In college, I had gotten in shape after I started boxing. Like with most things in my life, I found I enjoyed it and became wildly obsessed. It was all I wanted to do, read or talk about. Most of my early life was spent being obsessed with something and generally annoying everyone around me with it. This type of passion doesn’t tend to go over well if you do not know how to direct it, so I always just assumed I was crazy and couldn’t control my brain. After getting in shape, my brother in law, Jeff agreed to do a Warrior Dash with me. It was boring, super casual and not the type of difficulty our two engineer minds thrive in. Fast forward a year or two, I am no longer in shape and pretty much view my demise as a step forward. Jeff and I discuss a Tough Mudder and find that it looks like more of the same “Will You Do It?” type obstacles. Then we found Spartan Race with its “Can You Do It?” type obstacles.

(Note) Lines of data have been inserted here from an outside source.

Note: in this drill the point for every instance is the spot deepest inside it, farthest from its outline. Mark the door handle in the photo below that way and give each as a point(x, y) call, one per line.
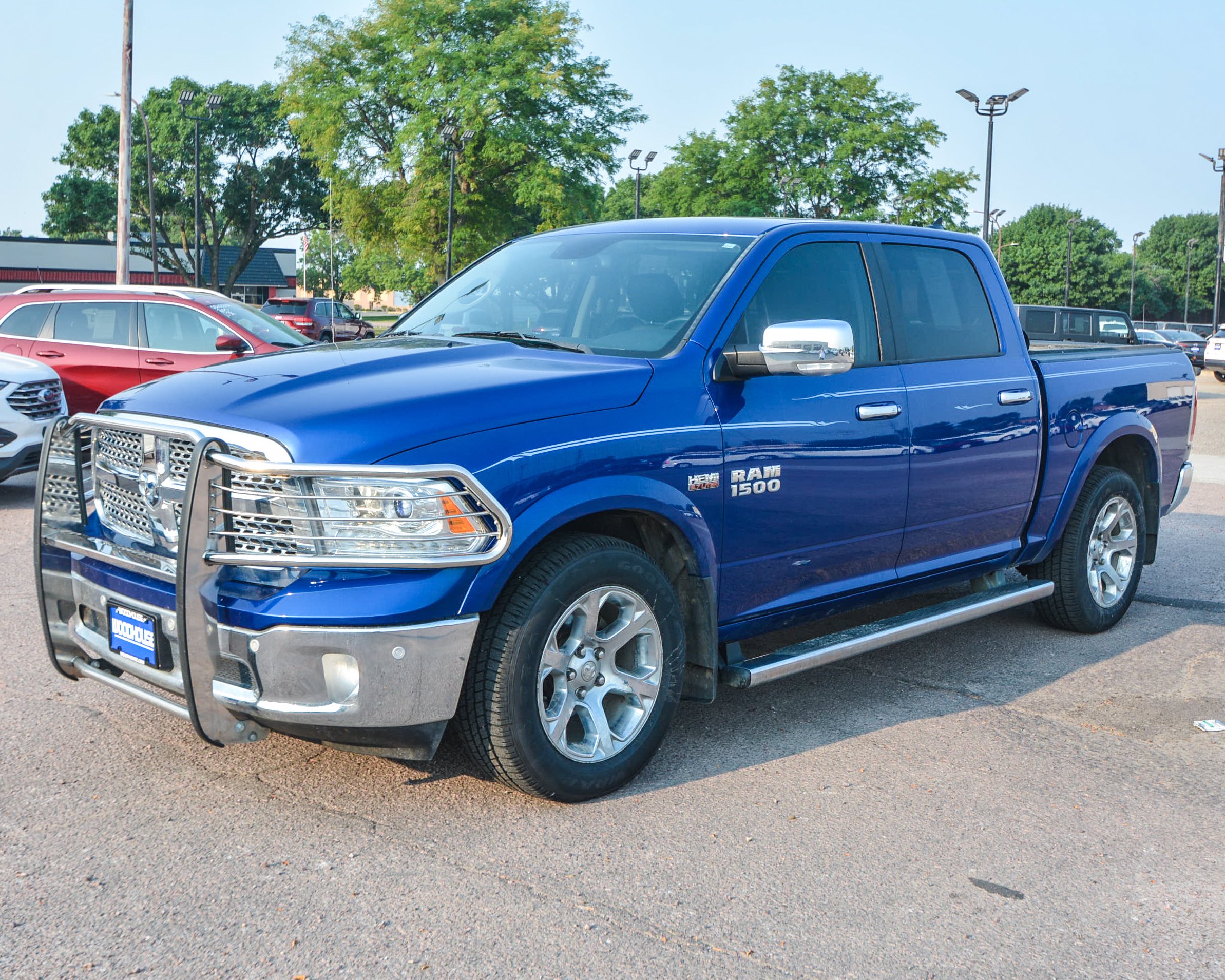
point(878, 411)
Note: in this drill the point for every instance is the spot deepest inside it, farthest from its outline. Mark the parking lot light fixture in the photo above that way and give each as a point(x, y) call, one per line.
point(1218, 167)
point(994, 107)
point(637, 178)
point(1131, 296)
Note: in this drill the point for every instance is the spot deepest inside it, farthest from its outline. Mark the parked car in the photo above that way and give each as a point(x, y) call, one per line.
point(31, 395)
point(1191, 343)
point(1214, 354)
point(735, 426)
point(1077, 324)
point(105, 340)
point(322, 320)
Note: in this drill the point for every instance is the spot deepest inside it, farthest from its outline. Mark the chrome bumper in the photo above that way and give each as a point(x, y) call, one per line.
point(376, 687)
point(1184, 486)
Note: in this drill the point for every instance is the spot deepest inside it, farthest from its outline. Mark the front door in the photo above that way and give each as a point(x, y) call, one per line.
point(815, 467)
point(974, 410)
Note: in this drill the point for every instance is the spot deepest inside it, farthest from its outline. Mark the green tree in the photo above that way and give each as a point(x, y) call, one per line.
point(369, 97)
point(1036, 267)
point(254, 180)
point(854, 150)
point(1162, 260)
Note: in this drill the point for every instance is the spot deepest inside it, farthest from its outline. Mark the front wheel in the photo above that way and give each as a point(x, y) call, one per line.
point(576, 673)
point(1097, 564)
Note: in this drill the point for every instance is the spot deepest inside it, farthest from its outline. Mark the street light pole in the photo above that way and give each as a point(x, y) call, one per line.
point(995, 106)
point(1131, 296)
point(212, 103)
point(1186, 293)
point(449, 134)
point(1067, 271)
point(1219, 167)
point(637, 178)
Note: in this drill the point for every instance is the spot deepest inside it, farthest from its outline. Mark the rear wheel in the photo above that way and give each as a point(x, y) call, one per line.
point(577, 671)
point(1097, 564)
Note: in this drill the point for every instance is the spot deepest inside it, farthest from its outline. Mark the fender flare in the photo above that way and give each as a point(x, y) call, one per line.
point(1112, 430)
point(587, 499)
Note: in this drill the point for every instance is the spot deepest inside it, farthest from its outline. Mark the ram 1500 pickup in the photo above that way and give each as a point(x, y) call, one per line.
point(553, 502)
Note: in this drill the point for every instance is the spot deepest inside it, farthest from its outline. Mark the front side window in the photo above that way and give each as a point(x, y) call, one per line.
point(93, 322)
point(819, 281)
point(943, 312)
point(26, 320)
point(170, 328)
point(614, 293)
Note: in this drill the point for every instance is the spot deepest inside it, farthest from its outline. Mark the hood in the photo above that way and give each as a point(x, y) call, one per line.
point(20, 370)
point(363, 402)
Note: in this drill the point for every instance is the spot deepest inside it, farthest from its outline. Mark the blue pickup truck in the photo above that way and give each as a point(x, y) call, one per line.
point(554, 499)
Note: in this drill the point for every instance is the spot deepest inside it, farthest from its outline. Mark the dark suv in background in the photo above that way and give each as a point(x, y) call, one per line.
point(319, 319)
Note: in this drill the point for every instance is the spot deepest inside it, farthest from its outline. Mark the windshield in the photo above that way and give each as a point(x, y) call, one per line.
point(615, 293)
point(254, 321)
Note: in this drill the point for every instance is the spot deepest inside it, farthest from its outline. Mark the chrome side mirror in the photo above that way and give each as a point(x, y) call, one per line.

Our first race motivated me to get back in shape. I didn’t want to be seen in a gym, so I started working out at playgrounds and in parks every day. Slowly, I learned more about calisthenics and generally how the body worked. Friends started asking me to show them how I was getting back in shape without the gym, and it required my obsessive skills to get all the answers for myself and for them. There was a lot of fear in the first few things I learned. Working out shirtless in public when I wasn’t in shape, not being able to complete the race or getting injured, all of those things were bigger mental hurdles than they should have been.

After our first race, I needed more to do to keep me in shape than racing. Jeff is a great volleyball player, so I signed up for one of the biggest tournaments in the area. Having never played volleyball at a competitive level, I thought the lowest level would be a breeze. I was in shape, I have always been able to jump high, who could that? A friend who also didn’t play and I practiced for one hour the night before and got absolutely stomped. It was so simple, yet I couldn’t do it. People had been playing for five or more years and were playing at the lowest level. I promised Jeff I would be playing against him in two years and I am sure he had a good laugh.

The second race required us to go to Boston on my birthday. I was trying to do things as cheap as possible, so I did all the research. I drove the full eight hours to the race, we slept, ran the race and drove all the way back. Happy birthday to me. I realized how little money we spent doing it this way. Why had I never been to Boston before if it was this cheap and only required the eight hours of driving? I had played video games for much longer than that in a day. What stopped me?

This question burned me. I had rarely left Ohio, but it was so simple. I had never left America, so how hard could that be? I got myself a passport. I called my best friend from high school, Josh, and told him I found super cheap flights to Iceland. Obsessive skills to the rescue, I planned the whole trip around Iceland and it went smoothly. It wasn’t exactly cheap, but it was cheaper than most people do it and it was my first attempt. Pro travel tip: getting to Iceland is insanely cheap, being there definitely isn’t. The fear that had kept me from leaving had resided. I made a ton of friends, I saw a ton of cool stuff and nothing bad happened. Obsession begins.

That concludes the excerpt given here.